Now, passing, I see that all is in its place,
The good and the evil, equal and strange order:
Hunter and quarry, each in a separate day,
The hecatombs of slaughter upon the hulls,
The shepherds watching from the eastern slopes,
New gods and kings sitting upon their chairs
(I cannot read their faces),
War and peace, generation and death,
Shameful and sad concurrences of time,
The uncanny stillness of the savage keep,
The blackened gorge nothing can clean again
Where thirty thousand, men and women and children,
Were slaughtered once (no one will walk there now),
The hungry waste advancing and retiring,
Violent or invisible alteration,
The transmutations, child and youth and man,
Maiden and mother, maiden and mother again,
A man and a woman building their changing house
On patient mutability.

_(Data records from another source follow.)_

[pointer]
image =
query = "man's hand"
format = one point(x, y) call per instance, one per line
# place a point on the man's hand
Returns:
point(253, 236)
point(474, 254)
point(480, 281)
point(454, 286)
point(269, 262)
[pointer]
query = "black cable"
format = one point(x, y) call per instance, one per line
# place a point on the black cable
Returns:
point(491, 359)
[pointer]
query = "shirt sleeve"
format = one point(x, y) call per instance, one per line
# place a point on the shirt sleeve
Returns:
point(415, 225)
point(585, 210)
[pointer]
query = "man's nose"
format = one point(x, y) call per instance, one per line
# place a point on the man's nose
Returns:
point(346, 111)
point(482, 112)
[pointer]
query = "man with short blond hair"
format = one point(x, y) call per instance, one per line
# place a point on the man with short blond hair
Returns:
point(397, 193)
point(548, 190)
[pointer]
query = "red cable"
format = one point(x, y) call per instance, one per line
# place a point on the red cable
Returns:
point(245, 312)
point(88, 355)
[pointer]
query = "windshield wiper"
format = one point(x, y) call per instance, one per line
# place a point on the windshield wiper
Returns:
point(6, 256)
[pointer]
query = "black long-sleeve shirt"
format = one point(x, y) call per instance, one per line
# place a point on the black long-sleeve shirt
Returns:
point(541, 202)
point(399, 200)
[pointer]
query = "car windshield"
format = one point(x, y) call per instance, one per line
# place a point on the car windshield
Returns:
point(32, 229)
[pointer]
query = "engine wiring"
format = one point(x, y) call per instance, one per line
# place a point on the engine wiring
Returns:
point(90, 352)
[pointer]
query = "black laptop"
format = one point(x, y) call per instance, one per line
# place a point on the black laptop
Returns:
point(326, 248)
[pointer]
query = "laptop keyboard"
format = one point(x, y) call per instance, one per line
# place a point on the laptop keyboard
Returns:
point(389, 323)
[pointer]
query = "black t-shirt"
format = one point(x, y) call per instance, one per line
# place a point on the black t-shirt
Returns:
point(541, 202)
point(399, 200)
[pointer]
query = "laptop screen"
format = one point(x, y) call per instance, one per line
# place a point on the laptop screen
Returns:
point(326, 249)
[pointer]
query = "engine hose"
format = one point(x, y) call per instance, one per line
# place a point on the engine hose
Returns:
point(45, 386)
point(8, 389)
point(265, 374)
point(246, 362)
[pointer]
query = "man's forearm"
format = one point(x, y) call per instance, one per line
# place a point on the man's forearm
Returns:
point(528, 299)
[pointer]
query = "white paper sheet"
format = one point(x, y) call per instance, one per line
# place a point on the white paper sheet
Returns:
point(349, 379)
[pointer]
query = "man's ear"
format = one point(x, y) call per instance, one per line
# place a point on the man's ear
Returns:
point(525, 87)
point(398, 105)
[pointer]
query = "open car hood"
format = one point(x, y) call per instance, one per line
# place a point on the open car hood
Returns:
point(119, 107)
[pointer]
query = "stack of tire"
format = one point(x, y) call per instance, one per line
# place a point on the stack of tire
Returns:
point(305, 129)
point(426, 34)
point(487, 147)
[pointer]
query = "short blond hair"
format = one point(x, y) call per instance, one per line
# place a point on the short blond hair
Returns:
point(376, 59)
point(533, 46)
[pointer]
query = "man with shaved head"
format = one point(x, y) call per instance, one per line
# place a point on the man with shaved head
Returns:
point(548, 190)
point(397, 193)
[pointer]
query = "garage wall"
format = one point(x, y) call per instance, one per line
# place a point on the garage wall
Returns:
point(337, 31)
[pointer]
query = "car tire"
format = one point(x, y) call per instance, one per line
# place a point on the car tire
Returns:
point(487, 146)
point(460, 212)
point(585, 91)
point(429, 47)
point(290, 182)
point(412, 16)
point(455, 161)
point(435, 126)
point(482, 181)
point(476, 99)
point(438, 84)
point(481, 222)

And Jack and Jill
And Kate and Harry, black and brown and white,
Who keep the bond when faith and beauty leave,
And are there for their own and the world’s good.
And the house-dog and the cat, timeless companions,
The bird that sang one day in the dragon’s bower
And nests beneath my eaves, a little house-god,
The cattle in the meadow, and this my home.
But now, looking again, I see wall, roof and door
Are changed, and my house looks out on foreign ground.
This is not the end of the world’s road.
Yet sometimes on an evening when all is still
And the bird in flight hangs tranced upon the air,
Flying and yet at rest, as if time’s work were over,
And the sun burns red and still on the bole of the yew-tree,
And the workman, his day ended, stands and listens,
Thinking of home, yet held in the bright stillness,
I see you stand at your window and softly arrest
Tree, bird and man and the nightward hastening sun
In an endless stasis, and what was given before
You opened your eyes upon the changing earth
Is there, and for a moment you are at home.
That was a moment, now a memory.
I do not live in the house of memory.
For my kinsmen say: “Long since we lost a road,
Then reached this place, on earth the first and last,
Neither good nor bad, the right place nor the wrong;
A house, and there we nourish a heavenly hope.
For this a great god died and all heaven mourned
That earth might, in extremity, have such fortune.
This we know. Yet in half-memory,
Not in complaint and scarcely im desire,
Sometimes we say: Long singe we lost a road,
And feel the ghost of an ethereal sorrow
Passing, and lighting or darkening all the house,
Lighting or darkening, which, we do not know.
Does that road still run somewhere in the world?
Question on question.
Hope and sorrow ethereal roof our house.”